Most of the RROD’s stem from overheating. Just by looking at the design of the system you can tell that the GPU is going to eventually overheat. The GPU heatsink is disproportionately small for the amount of heat it puts out (basically a desktop GPU paired with a laptop-sized heatsink), and you have a huge DVD drive that sits on top of it to further block airflow. Eventually the system heats up and the motherboard starts to warp, which breaks the solder on the chips and essentially disconnects them from the board. This is also why the RROD can disappear and come back; the motherboard can sometimes cool down to the point where it returns to its normal shape and temporarily reconnects with the chips, but after a while it will start to warp again and the problem reappears.
Assuming that the heat is indeed the culprit (and I have little doubt that it is), the only guaranteed fix is to reflow the solder on the chips, and then either ditch the original 360 case for one that moves the DVD drive to somewhere not on top of a heatsink, or install a water cooling system.
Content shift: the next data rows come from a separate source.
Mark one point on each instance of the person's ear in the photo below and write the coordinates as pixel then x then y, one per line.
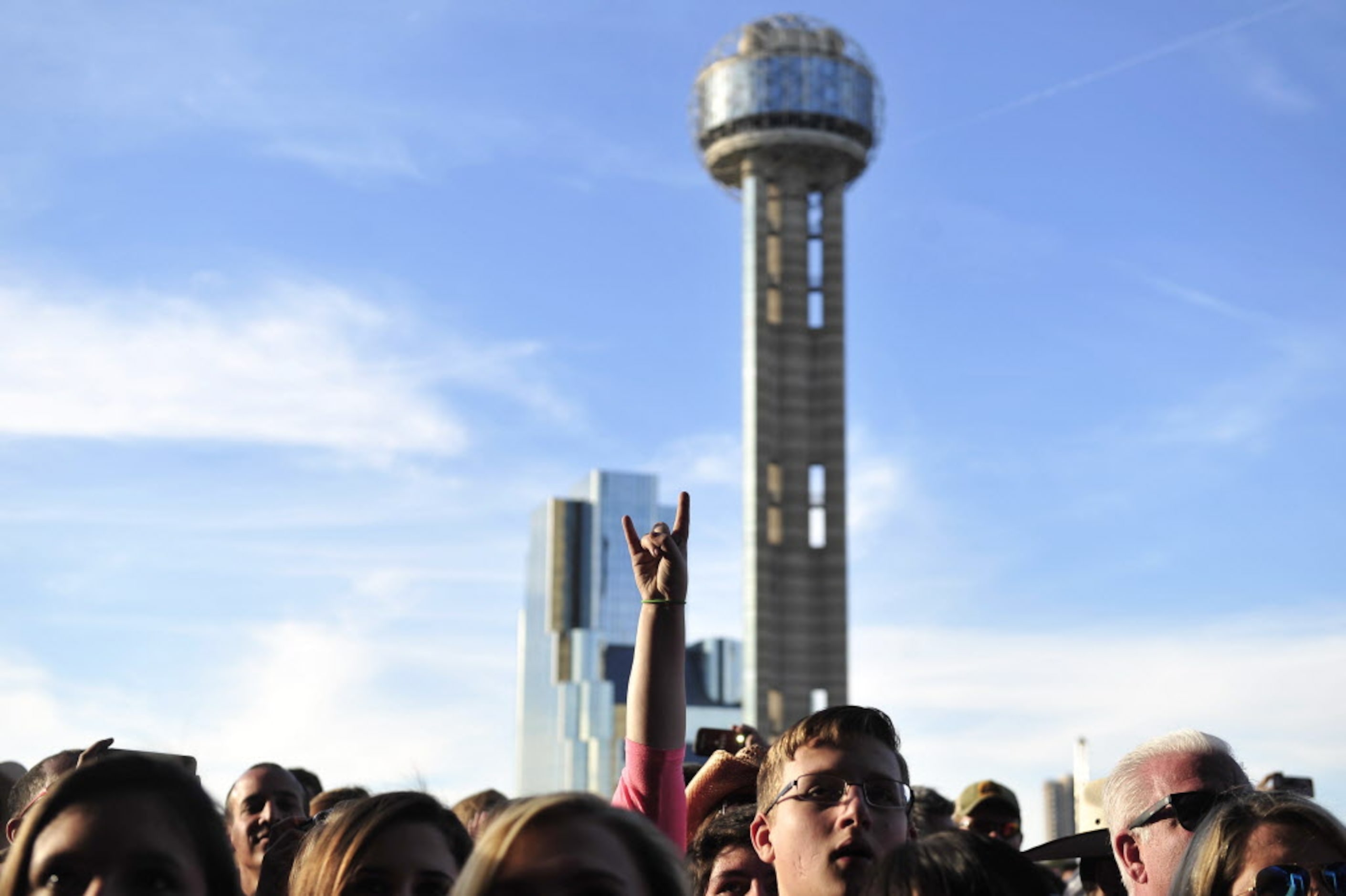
pixel 761 833
pixel 1128 857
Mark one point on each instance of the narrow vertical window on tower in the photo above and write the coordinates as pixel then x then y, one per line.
pixel 818 506
pixel 773 253
pixel 815 252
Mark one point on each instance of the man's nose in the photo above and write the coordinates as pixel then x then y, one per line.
pixel 855 808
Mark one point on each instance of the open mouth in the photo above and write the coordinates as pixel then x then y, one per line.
pixel 854 852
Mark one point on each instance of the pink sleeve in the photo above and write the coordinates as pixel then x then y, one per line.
pixel 652 785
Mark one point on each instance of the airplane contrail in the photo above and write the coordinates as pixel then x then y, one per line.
pixel 1118 68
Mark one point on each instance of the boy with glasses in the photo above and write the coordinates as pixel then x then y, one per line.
pixel 833 795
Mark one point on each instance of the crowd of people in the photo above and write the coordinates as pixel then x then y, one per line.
pixel 827 809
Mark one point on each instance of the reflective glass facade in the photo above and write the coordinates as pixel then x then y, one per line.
pixel 749 86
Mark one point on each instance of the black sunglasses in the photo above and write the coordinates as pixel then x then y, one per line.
pixel 1297 880
pixel 1189 809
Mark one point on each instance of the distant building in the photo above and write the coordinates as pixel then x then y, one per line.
pixel 578 633
pixel 1060 806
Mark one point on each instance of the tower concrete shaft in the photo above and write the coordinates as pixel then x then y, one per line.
pixel 787 112
pixel 793 437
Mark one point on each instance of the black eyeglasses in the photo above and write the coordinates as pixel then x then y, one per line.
pixel 1297 880
pixel 830 790
pixel 1189 809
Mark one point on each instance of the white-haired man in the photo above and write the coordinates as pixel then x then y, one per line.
pixel 1155 798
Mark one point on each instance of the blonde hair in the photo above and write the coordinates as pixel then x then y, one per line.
pixel 1217 852
pixel 332 854
pixel 832 727
pixel 653 854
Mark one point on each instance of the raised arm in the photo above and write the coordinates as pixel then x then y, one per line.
pixel 656 698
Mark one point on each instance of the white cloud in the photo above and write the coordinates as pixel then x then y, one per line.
pixel 1245 411
pixel 1263 78
pixel 975 703
pixel 350 700
pixel 296 364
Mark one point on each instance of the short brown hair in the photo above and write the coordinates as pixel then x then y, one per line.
pixel 727 829
pixel 831 727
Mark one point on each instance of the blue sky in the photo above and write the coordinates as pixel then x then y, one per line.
pixel 305 307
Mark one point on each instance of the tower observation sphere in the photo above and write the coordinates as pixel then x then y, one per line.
pixel 787 112
pixel 787 84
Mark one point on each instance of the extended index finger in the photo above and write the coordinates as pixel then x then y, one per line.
pixel 633 539
pixel 683 521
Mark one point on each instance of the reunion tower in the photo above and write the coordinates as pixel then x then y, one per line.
pixel 787 111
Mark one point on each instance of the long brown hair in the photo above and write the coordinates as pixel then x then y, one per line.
pixel 1216 854
pixel 332 854
pixel 176 789
pixel 660 865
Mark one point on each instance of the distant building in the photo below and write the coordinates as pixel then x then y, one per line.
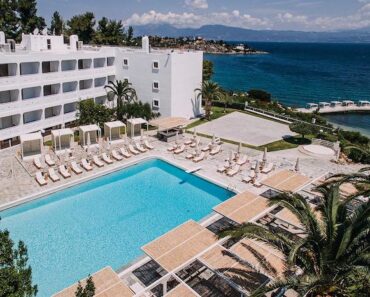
pixel 42 79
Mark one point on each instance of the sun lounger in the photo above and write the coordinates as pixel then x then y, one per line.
pixel 180 149
pixel 267 168
pixel 124 152
pixel 199 158
pixel 75 167
pixel 97 161
pixel 148 145
pixel 37 162
pixel 40 179
pixel 106 158
pixel 116 155
pixel 53 176
pixel 49 160
pixel 215 150
pixel 242 160
pixel 64 171
pixel 133 150
pixel 86 165
pixel 140 148
pixel 234 170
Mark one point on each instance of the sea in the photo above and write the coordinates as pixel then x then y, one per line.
pixel 298 73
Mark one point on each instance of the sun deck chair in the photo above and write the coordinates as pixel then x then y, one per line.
pixel 267 168
pixel 133 150
pixel 215 150
pixel 106 158
pixel 199 158
pixel 180 149
pixel 49 160
pixel 116 155
pixel 242 159
pixel 234 170
pixel 37 162
pixel 139 147
pixel 97 161
pixel 40 179
pixel 53 176
pixel 124 152
pixel 75 167
pixel 64 171
pixel 148 145
pixel 86 165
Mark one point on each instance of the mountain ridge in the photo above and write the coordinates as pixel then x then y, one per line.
pixel 227 33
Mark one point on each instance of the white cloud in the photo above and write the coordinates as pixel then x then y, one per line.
pixel 198 4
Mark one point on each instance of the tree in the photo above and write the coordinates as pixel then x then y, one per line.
pixel 122 91
pixel 88 290
pixel 15 273
pixel 130 35
pixel 88 112
pixel 336 246
pixel 56 25
pixel 208 92
pixel 28 19
pixel 109 32
pixel 303 128
pixel 207 70
pixel 8 18
pixel 83 26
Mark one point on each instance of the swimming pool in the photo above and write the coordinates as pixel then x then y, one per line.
pixel 105 221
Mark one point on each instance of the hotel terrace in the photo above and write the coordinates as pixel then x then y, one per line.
pixel 187 259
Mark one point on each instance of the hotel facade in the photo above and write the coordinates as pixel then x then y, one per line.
pixel 43 78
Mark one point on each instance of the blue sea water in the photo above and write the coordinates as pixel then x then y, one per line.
pixel 105 221
pixel 298 73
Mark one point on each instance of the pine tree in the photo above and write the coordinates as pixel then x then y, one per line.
pixel 56 25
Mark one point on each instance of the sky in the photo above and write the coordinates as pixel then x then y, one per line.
pixel 304 15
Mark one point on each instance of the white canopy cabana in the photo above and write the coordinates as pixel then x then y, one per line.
pixel 112 130
pixel 134 126
pixel 91 133
pixel 62 139
pixel 31 144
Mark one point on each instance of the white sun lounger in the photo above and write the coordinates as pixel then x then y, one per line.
pixel 215 150
pixel 97 161
pixel 140 148
pixel 64 171
pixel 37 162
pixel 86 165
pixel 199 158
pixel 40 179
pixel 148 145
pixel 116 155
pixel 242 160
pixel 49 160
pixel 75 167
pixel 133 150
pixel 124 152
pixel 234 170
pixel 106 158
pixel 53 176
pixel 180 149
pixel 267 168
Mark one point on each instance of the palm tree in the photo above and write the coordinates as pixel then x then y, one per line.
pixel 209 91
pixel 123 91
pixel 335 248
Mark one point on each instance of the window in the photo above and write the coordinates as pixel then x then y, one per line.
pixel 155 103
pixel 155 65
pixel 155 85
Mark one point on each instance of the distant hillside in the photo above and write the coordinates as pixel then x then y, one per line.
pixel 240 34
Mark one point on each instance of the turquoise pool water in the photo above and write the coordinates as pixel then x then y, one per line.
pixel 105 221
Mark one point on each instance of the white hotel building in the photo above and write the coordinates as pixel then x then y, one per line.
pixel 42 79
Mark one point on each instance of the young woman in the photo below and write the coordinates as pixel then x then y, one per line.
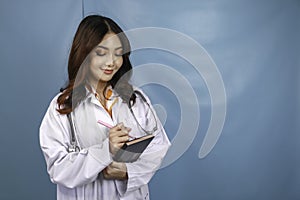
pixel 79 152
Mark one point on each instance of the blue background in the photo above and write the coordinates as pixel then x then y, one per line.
pixel 255 45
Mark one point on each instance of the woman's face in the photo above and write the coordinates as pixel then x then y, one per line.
pixel 105 59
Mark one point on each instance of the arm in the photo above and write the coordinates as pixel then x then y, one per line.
pixel 69 169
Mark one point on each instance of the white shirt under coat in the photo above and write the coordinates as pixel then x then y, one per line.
pixel 78 174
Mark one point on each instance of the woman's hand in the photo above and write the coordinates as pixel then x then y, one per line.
pixel 116 170
pixel 118 135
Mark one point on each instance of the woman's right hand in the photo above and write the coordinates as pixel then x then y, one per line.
pixel 118 135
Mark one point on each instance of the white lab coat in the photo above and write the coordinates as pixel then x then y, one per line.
pixel 78 174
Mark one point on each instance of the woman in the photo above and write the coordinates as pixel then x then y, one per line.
pixel 98 89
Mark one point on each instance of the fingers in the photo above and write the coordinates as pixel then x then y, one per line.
pixel 115 170
pixel 118 135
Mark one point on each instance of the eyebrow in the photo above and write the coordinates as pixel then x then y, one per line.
pixel 106 48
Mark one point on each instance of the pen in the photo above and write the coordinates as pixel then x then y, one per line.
pixel 110 126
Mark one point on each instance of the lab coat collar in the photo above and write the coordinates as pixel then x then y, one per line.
pixel 90 95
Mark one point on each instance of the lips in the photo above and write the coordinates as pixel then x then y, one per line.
pixel 108 71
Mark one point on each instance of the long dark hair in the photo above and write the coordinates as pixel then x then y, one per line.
pixel 89 34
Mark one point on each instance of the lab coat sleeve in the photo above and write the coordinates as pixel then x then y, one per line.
pixel 69 169
pixel 141 171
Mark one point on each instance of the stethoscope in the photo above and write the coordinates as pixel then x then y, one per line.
pixel 73 143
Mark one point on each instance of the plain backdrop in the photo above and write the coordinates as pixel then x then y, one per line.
pixel 255 45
Simply replacing the clamps or reflowing the chips does not provide a lasting solution because the cooling system itself is fundamentally flawed. These options are also really expensive unless you possess the skill to build/mod the case yourself for cheap.
Luckily Microsoft has finally decided to ditch the old design, too, and the new 360 is pretty much devoid of the heat problems of the old unit. Buying a brand new 360 is really the cheapest option for most people.